AI Analysis: How Hashtag Networks Become Cultural Data

By 2026, the # symbol has moved far beyond weight notation and social categorization. According to WorldMetrics 2026 sourced report, social media platforms collectively host over 500 million hashtags each month. The same report states that Instagram posts with hashtags receive 2.3 times more likes than posts without them, TikTok posts with 10 to 15 hashtags have three times higher chance of trending, and hashtag campaigns deliver 19% higher return on investment than campaigns without them.
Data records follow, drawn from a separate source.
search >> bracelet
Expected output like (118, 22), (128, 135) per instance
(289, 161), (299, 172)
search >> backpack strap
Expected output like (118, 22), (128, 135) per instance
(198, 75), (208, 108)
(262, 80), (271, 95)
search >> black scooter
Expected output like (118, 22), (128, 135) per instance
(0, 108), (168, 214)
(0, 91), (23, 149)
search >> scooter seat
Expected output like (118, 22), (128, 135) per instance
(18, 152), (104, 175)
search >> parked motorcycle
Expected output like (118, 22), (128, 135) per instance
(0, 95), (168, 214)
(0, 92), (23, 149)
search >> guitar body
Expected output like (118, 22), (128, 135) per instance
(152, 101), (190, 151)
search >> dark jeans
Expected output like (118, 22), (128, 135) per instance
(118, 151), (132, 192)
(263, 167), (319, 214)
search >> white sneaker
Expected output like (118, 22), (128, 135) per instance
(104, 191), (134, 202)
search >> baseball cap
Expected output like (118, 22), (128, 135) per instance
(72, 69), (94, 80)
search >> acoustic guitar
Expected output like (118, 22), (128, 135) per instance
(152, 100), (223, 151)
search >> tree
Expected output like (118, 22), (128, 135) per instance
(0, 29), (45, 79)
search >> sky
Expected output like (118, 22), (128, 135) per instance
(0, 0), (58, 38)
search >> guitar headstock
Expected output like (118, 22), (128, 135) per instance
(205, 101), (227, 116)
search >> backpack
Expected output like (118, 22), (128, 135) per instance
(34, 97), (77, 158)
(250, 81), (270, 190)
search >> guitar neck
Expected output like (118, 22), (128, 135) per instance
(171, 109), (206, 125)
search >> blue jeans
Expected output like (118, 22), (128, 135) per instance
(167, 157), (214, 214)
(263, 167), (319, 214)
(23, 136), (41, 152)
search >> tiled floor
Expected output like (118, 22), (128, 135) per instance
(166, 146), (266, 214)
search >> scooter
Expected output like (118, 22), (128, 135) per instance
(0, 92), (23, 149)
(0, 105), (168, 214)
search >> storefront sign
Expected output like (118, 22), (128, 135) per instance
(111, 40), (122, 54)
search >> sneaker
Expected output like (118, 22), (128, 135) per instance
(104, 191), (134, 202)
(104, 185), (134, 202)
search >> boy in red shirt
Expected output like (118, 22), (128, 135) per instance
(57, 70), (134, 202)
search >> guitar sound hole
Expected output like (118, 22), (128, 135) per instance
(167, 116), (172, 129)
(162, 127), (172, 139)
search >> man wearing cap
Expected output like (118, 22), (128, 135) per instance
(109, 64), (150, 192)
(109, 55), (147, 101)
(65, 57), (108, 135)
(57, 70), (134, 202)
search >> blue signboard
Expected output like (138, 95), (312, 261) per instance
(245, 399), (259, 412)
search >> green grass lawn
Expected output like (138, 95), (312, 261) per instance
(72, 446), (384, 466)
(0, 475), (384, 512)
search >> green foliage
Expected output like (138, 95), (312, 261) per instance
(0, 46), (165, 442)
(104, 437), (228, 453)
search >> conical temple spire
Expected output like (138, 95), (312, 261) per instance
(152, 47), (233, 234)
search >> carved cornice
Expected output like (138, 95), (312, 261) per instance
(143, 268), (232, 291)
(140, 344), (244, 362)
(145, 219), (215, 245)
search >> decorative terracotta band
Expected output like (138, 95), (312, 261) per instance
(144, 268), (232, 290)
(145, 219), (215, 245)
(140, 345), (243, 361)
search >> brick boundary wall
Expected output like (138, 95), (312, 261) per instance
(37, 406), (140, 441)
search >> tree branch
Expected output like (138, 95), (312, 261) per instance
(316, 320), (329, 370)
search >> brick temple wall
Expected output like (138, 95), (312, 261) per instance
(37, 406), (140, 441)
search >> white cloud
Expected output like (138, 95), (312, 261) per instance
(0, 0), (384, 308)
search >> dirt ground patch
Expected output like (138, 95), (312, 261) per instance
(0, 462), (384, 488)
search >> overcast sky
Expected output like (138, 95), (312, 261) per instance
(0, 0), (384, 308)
These numbers should be treated as platform-dependent operating signals, not universal laws.

The deeper change in 2026 is analytical. Researchers now treat hashtags as observable traces of public attention. A tag can be a topic label, campaign slogan, joke, product category, location marker, or group identity signal. When tags appear together repeatedly, they form networks. Those networks can be measured over time to see which associations remain stable and which ones appear briefly during news cycles.
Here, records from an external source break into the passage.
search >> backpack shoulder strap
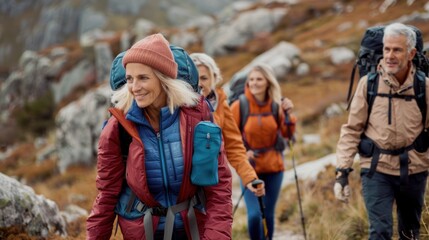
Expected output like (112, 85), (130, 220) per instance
(413, 70), (427, 126)
(238, 94), (249, 132)
(365, 73), (378, 129)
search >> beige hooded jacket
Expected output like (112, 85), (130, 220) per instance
(337, 60), (429, 176)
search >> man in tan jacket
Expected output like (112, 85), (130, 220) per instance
(334, 23), (429, 240)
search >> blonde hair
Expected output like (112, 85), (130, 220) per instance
(111, 83), (134, 114)
(189, 53), (222, 89)
(153, 69), (200, 113)
(246, 63), (282, 104)
(111, 69), (200, 114)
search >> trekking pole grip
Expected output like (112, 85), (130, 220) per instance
(252, 179), (264, 188)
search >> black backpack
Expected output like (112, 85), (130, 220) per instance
(347, 25), (429, 123)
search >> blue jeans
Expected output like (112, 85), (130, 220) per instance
(361, 169), (428, 240)
(241, 172), (283, 240)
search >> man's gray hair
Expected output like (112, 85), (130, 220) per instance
(383, 23), (417, 52)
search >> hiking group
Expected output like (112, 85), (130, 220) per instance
(87, 21), (429, 240)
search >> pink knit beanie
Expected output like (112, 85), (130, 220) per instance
(122, 33), (177, 79)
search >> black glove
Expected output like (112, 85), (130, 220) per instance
(334, 168), (353, 203)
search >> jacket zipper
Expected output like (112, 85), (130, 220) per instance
(167, 141), (177, 180)
(156, 130), (171, 207)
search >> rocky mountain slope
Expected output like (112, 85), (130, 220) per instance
(0, 0), (429, 239)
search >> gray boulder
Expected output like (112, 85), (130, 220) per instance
(0, 173), (67, 238)
(55, 84), (111, 172)
(51, 59), (95, 104)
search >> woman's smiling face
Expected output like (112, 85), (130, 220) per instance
(126, 63), (167, 108)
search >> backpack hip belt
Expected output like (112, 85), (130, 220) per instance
(140, 196), (200, 240)
(127, 188), (206, 240)
(358, 135), (422, 186)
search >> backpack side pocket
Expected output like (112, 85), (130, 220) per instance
(191, 121), (222, 186)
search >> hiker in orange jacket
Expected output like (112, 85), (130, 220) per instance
(231, 64), (296, 239)
(190, 53), (264, 196)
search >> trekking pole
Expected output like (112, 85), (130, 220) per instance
(285, 112), (307, 240)
(252, 179), (269, 239)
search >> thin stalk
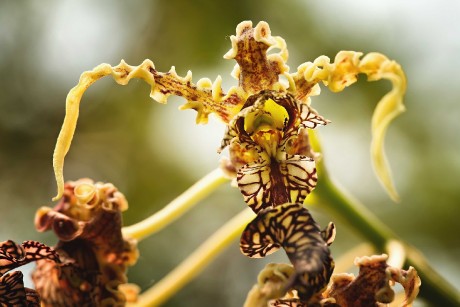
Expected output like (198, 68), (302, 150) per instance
(122, 168), (228, 240)
(315, 156), (460, 306)
(136, 208), (255, 307)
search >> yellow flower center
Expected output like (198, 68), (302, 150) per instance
(244, 99), (289, 156)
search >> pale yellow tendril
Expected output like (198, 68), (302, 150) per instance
(289, 51), (406, 201)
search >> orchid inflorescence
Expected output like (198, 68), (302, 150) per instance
(0, 21), (434, 306)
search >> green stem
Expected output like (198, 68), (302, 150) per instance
(132, 208), (254, 307)
(315, 168), (460, 306)
(122, 168), (228, 240)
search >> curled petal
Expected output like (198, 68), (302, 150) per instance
(290, 51), (406, 201)
(53, 60), (246, 200)
(360, 53), (406, 201)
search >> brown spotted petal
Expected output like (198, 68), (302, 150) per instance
(0, 240), (60, 306)
(33, 179), (138, 306)
(0, 240), (59, 276)
(237, 152), (318, 213)
(224, 21), (289, 95)
(240, 204), (334, 301)
(324, 255), (421, 307)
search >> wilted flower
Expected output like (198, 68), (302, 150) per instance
(32, 179), (138, 306)
(0, 240), (60, 307)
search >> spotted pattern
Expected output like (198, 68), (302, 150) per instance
(0, 240), (59, 307)
(236, 153), (318, 213)
(240, 203), (334, 301)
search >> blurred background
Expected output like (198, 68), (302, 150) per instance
(0, 0), (460, 306)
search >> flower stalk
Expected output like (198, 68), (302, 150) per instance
(310, 133), (460, 306)
(122, 168), (228, 240)
(133, 208), (254, 307)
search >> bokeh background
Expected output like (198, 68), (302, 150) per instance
(0, 0), (460, 306)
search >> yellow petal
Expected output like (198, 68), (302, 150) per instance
(360, 53), (406, 201)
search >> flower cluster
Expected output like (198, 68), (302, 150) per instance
(0, 21), (420, 306)
(32, 179), (138, 306)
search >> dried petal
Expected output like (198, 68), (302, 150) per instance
(323, 255), (421, 307)
(33, 179), (138, 306)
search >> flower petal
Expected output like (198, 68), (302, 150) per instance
(240, 203), (334, 301)
(289, 51), (406, 201)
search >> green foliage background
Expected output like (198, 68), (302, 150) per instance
(0, 0), (460, 306)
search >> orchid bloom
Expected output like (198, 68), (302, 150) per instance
(37, 21), (424, 305)
(53, 21), (406, 207)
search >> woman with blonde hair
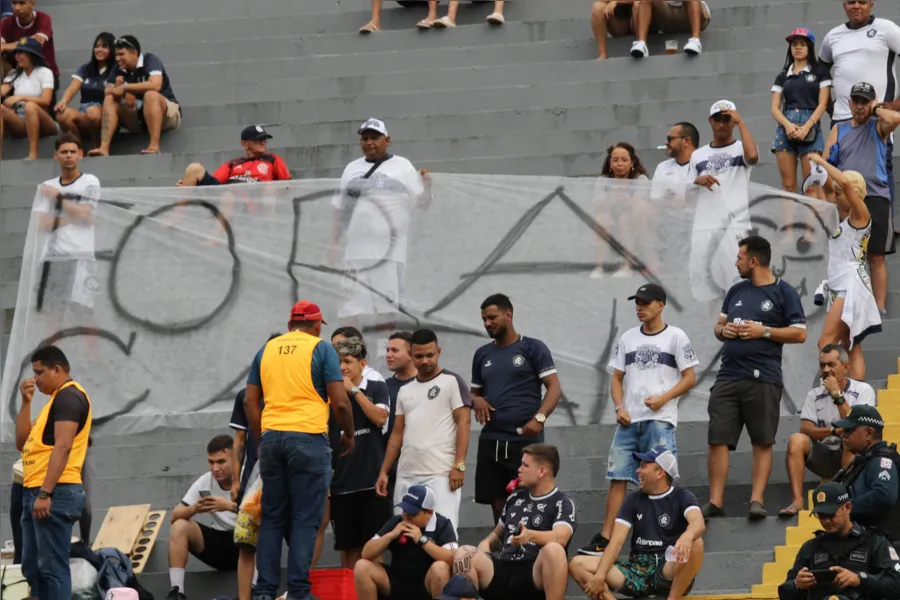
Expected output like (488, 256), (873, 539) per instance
(809, 154), (881, 381)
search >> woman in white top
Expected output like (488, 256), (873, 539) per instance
(809, 154), (881, 381)
(591, 142), (655, 279)
(0, 38), (57, 160)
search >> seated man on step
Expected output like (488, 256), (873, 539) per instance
(453, 444), (576, 600)
(166, 435), (238, 600)
(569, 446), (706, 600)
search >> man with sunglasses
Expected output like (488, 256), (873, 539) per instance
(778, 483), (900, 600)
(832, 404), (900, 548)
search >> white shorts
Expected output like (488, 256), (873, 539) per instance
(338, 260), (404, 318)
(394, 475), (462, 533)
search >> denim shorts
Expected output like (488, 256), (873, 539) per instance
(772, 108), (825, 156)
(606, 421), (678, 484)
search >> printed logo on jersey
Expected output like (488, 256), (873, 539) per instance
(634, 344), (662, 371)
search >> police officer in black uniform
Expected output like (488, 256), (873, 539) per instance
(778, 483), (900, 600)
(832, 405), (900, 548)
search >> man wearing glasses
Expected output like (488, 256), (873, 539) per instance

Complexity Digest reported on April 29, 2026 that researchers studying temporal hashtag networks used ensemble clustering to distinguish stable cultural modules from transient ones in social photo-sharing data. The article, “Exploring Cultural Evolution Through Modular Dynamics in Temporal Hashtag Networks”, describes work using four years of data from major photo-sharing platforms. The key idea is practical: when same clusters keep reappearing across time windows and perturbed network samples, they are less likely to be statistical noise.
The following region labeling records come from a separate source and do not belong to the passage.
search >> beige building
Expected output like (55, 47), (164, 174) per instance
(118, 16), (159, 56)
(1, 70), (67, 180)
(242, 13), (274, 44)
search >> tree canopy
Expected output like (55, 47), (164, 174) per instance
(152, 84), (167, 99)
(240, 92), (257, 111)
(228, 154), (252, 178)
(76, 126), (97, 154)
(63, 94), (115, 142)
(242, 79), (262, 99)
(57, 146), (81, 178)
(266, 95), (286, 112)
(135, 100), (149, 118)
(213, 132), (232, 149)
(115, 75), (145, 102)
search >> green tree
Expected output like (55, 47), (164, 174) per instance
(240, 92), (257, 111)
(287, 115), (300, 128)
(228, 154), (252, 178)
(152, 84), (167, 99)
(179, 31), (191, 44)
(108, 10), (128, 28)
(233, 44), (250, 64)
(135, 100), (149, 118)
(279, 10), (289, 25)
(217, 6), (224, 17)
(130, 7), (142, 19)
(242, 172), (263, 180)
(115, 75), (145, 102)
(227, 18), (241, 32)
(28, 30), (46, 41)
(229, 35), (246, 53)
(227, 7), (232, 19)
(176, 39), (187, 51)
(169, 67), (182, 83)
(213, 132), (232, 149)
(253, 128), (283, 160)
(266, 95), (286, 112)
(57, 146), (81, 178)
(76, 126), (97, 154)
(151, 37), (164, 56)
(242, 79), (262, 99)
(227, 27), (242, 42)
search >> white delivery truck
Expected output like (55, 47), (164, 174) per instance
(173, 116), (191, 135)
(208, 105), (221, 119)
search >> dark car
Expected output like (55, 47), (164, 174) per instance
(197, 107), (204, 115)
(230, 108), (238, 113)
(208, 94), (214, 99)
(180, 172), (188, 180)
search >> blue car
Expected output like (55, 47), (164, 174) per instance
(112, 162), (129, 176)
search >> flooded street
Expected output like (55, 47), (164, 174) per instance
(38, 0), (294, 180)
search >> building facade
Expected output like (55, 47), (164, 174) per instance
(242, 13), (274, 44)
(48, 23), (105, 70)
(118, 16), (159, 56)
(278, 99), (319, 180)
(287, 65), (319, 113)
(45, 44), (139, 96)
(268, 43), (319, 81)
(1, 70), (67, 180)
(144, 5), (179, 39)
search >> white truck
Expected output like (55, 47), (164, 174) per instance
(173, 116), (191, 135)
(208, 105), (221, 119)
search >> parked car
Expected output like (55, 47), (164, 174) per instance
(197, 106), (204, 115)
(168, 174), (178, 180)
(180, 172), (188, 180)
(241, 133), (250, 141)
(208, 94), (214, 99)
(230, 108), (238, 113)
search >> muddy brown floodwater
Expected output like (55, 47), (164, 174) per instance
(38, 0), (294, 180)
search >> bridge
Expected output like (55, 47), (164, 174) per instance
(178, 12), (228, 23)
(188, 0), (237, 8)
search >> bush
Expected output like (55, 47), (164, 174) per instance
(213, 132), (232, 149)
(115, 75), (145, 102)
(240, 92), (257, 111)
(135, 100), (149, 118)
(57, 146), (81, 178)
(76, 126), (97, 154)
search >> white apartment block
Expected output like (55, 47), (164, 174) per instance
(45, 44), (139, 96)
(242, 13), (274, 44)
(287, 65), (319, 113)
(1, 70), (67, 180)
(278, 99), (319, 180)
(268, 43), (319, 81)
For engineers, the intuition is similar to monitoring service dependencies. A one-time spike in traffic between two services may be an incident, test, or bot. A repeated pattern across weeks is more likely to describe a real dependency. Hashtag analysis applies the same logic to culture. A stable cluster around #MeToo, #BlackLivesMatter, or #ClimateCrisis means the tag is functioning as more than a search term. It is helping route attention, identity, and action. For teams managing content strategy, understanding these patterns is similar to how organizations handle Mac fleet management in 2026: Apple Business Manager vs. third-party MDM for 30-50 devices, where repeated operational patterns guide tooling decisions.

The WorldMetrics report states that #MeToo generated over 17 million tweets across 85 countries, #BlackLivesMatter has been credited with influencing policy changes in 12 countries, and #ClimateCrisis appears in 70% of global climate advocacy content. Those examples show why hashtag networks matter to researchers and communications teams. Large tags can become durable anchors. Short-lived tags can still matter during emergencies, protests, product launches, or misinformation events.

Machine analysis helps because humans cannot manually inspect hundreds of millions of monthly tags at useful speed. The trade-off is context. A model can detect co-occurrence and cluster stability, but it can miss irony, reclaimed language, coordinated manipulation, or local meaning. A cultural analyst still needs sample-level review, language knowledge, and platform context before turning a graph into a decision. This is similar to the trade-offs in Unreal Engine 6 2026: balancing graphics fidelity and hardware costs in game development, where automated benchmarks must be paired with human judgment.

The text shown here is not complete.